Thursday started with another experimental talk, presented by Justine Serrano of LHCb, who spoke about the many flavour physics observations made by that collaboration. Highlights included pushing the bounds for the branching ratio Bs->μμ very close to the Standard Model prediction (this is an observable for which most of the uncertainty actually comes from lattice QCD predictions of fBs) as well as observing the decay B->πμμ for the first time (this is the rarest B decay ever observed). New measurements of φs from Bs->J/ψφ and Bs->J/ψππ are compatible with zero, and the parameter space for many new physics models has already now been tightly constrained by LHCb. There is some tension in the (poorly known) UT angle γ and in the isospin asymmetry in B->Kμμ and K->K*μμ, but the latter discrepancy seems most likely to be a fluctuation that will go away with more data. LHCb has also made the most precise measurements of B spectroscopy so far. With an upgrade intended to improve the acquisition rate to 10-20 times ahead, LHCb will certainly continue to impress in the future.

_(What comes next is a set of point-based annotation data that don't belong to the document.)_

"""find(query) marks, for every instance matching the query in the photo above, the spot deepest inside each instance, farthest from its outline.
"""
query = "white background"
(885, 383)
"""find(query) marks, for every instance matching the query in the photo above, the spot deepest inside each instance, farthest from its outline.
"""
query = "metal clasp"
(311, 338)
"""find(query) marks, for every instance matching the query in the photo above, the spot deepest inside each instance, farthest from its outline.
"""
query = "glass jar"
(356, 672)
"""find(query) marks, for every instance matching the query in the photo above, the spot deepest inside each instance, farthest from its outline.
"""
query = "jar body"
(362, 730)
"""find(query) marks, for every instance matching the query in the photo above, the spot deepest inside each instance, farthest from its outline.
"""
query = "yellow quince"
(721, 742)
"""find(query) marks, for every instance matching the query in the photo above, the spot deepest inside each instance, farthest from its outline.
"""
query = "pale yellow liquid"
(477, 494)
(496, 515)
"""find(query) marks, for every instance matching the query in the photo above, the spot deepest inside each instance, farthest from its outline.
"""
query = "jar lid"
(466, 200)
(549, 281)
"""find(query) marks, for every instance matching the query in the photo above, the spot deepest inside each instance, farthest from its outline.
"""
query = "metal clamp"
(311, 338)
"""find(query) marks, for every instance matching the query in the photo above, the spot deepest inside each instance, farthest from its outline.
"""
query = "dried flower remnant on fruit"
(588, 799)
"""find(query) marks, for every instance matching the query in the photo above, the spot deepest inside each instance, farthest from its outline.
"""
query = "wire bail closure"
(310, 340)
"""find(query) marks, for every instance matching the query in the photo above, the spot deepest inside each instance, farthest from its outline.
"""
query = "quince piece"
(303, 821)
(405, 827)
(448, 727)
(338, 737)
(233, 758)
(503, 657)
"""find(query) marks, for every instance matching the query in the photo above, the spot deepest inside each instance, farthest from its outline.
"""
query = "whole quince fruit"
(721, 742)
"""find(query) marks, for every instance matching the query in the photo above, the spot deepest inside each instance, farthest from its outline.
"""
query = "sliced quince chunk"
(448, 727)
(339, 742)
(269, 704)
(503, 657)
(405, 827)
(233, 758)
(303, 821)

The next speaker was Cecilia Tarantino talking about the theoretical side of flavour physics. Here one of the most pressing issues is the inclusive-exclusive discrepancy in Vub and Vcb, where in each case the inclusive and exclusive measurements differ by more than 2σ. A unitarity triangle analysis favours the exclusive value for Vub and the inclusive value for Vcb; in each case more precise lattice input for the exclusive determination is needed along with more experimental data for the inclusive one. Another tension that arises in the UT fit is coming from the branching ratio BR(B->τν); this cannot be explained in the 2-doublet Higgs model of type II, but more elaborate 2-doublet Higgs models might still explain it. Since D mixing is now entering the stage, we might become sensitive to different potential new physics, since the charm is an up-type quark; the fDs puzzle, on the other hand, has now been resolved: the lattice values went up and the experiments came down.

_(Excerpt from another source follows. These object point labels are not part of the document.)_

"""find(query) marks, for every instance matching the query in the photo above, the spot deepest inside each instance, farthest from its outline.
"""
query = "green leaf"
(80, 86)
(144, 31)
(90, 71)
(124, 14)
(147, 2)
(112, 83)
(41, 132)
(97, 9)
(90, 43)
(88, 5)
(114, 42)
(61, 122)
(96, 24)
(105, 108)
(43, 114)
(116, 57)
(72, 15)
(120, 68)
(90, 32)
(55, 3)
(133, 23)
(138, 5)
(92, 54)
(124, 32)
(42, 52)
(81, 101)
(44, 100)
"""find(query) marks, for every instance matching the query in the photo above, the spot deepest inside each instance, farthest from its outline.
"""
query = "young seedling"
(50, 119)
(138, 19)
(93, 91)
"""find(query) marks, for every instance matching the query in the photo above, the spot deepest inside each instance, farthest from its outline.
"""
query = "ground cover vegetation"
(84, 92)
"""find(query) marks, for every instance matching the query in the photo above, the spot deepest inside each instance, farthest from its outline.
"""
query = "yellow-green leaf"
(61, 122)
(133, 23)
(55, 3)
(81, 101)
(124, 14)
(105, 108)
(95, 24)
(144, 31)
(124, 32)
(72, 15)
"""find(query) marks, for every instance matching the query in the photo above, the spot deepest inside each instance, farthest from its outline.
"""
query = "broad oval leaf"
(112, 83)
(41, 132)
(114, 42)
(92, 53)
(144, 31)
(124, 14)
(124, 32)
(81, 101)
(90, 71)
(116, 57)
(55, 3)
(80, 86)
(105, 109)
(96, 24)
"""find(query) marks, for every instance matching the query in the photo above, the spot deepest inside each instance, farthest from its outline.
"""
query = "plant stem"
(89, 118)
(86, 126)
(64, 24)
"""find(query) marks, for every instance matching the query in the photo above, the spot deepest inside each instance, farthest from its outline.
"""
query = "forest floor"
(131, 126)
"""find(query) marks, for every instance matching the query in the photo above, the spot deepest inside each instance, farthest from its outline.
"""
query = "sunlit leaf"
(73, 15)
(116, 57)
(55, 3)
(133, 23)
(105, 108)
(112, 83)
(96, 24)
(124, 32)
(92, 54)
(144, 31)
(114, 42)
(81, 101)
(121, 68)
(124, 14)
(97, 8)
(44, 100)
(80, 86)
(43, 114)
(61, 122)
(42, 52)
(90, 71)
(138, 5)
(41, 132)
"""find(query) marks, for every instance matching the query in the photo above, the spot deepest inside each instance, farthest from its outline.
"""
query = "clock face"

The second plenary opened with a talk by Huey-Wen Lin on hadron structure from the lattice, where there are a number of open puzzles, some of most pressing ones of which are the nucleon charge radii and the axial charge of the nucleon. It is likely that many systematic effects contribute here, including excited states effects, which can be overcome by using the summation method or by explicitly including excited states in fits.
This was followed by a talk by Ross Young about nucleon strangeness measurements and their impact on dark matter searches. The theoretical uncertainties of dark matter searches are dominated by the uncertainties of the nucleon sigma terms, in particular the strange sigma term. These can analysed both directly from an analysis of nucleon three-point functions, or indirectly via the Feynman-Hellmann theorem. Modern estimates of the nucleon strangeness (and their errors) are much lower than those of ten years ago, and lattice QCD can contribute significantly to reducing the uncertainties of searches for the stuff than makes up one quarter of the Universe, but of which so far we somewhat embarrassingly no idea what it actually is.

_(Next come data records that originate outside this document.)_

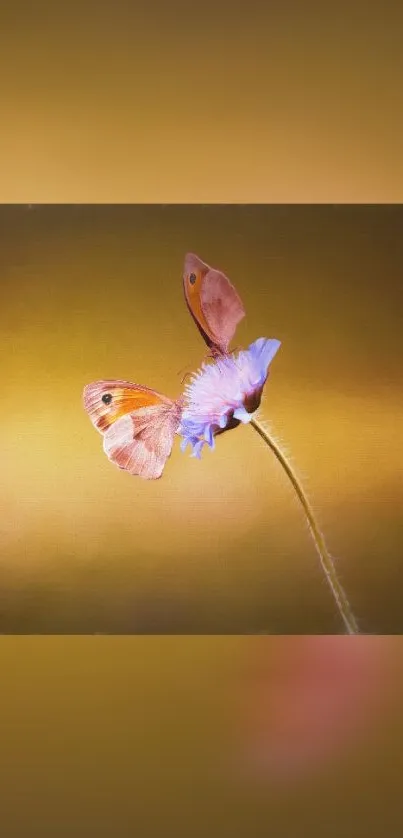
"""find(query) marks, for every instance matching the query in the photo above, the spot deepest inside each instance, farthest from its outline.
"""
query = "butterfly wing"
(213, 303)
(138, 425)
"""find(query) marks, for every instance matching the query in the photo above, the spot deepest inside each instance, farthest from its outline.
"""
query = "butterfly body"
(137, 423)
(213, 303)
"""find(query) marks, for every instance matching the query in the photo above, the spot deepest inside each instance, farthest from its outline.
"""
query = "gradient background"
(162, 103)
(95, 292)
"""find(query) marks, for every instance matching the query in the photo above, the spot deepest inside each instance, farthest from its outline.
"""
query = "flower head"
(223, 394)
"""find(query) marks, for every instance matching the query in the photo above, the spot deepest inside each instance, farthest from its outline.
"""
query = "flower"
(223, 394)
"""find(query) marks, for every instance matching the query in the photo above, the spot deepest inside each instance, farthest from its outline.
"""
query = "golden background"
(218, 545)
(218, 102)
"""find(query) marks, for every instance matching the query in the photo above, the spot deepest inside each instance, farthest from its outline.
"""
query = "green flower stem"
(342, 602)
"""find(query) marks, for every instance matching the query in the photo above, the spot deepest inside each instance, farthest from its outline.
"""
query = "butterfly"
(213, 303)
(138, 424)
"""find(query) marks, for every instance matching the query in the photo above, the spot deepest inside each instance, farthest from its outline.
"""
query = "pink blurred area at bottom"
(308, 700)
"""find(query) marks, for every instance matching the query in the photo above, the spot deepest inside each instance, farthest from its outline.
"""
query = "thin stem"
(319, 541)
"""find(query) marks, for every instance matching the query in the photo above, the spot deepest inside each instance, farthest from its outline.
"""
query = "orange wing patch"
(108, 401)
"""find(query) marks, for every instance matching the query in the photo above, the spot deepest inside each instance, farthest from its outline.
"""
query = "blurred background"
(196, 736)
(193, 736)
(220, 545)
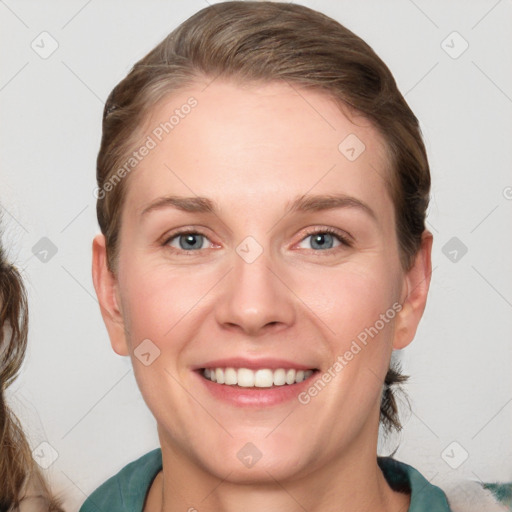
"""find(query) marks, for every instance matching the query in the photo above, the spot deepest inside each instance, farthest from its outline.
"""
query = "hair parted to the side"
(20, 478)
(261, 42)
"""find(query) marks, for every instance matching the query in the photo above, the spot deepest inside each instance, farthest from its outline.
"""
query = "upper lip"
(242, 362)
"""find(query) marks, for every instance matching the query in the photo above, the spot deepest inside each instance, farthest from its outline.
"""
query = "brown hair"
(20, 477)
(259, 42)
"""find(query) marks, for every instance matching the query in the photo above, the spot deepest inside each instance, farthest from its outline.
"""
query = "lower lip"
(255, 397)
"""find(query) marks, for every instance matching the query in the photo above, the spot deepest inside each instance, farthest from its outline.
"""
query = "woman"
(262, 189)
(22, 486)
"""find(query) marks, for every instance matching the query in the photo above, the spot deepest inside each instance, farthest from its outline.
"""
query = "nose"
(255, 298)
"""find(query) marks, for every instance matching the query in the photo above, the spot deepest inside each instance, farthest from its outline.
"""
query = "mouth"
(248, 378)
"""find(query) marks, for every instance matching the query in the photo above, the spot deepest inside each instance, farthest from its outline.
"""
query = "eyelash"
(345, 241)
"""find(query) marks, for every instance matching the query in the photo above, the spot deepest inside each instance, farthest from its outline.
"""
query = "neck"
(351, 482)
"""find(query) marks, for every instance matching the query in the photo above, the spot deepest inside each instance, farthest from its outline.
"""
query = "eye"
(188, 241)
(323, 240)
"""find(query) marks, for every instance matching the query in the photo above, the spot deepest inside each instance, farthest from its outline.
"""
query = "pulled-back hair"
(262, 42)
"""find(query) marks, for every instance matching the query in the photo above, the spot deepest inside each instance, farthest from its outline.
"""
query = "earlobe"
(107, 290)
(414, 293)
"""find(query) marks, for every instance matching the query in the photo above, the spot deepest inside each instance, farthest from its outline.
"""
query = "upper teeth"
(263, 378)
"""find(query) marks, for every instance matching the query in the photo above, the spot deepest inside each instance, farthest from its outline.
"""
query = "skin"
(252, 150)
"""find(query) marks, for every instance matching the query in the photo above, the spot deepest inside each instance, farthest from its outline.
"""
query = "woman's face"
(258, 233)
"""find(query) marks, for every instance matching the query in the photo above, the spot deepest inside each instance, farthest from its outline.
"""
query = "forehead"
(224, 140)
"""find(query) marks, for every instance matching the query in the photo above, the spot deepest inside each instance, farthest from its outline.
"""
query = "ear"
(414, 293)
(107, 291)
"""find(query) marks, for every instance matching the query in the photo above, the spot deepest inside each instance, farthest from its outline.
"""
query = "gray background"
(79, 399)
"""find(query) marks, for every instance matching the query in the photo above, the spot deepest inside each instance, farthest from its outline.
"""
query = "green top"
(126, 491)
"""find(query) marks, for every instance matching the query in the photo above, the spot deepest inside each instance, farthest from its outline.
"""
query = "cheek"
(351, 298)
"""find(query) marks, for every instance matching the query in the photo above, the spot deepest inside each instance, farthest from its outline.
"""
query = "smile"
(258, 378)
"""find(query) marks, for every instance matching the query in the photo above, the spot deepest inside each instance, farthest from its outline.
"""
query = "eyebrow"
(304, 203)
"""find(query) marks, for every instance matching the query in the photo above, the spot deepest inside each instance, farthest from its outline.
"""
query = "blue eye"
(187, 241)
(323, 240)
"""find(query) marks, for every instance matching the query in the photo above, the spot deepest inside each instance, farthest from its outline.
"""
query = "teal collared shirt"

The last plenary talk of the morning was given by Walter Freeman, who spoke about determining electromagnetic sea effects on hadron polarisabilities by reweighting. He compared various approaches to reducing the noise of stochatic estimators for reweighting factors, finding that neither projecting out the low modes nor introducing intermediate reweighting steps helped for this case, but that looking at derivatives of the reweighting factors instead and performing a hopping parameter expansion did help.
In the afternoon there were parallel sessions. Mainz graduate student Vera Gülpers gave a very nice talk on measuring the scalar form factor of the pion. My own talk was just an update on the ongoing radiative improvement of NRQCD, so actually not terribly exciting.
In the evening there was the conference banquet, which was very good; however, the waiting staff took the slightly strange decision to serve the chicken or vegetarian entree and the meat or fish main course to people based on whether they were seated on even or odd seats (I have no idea whether this might be an Australian custom, though).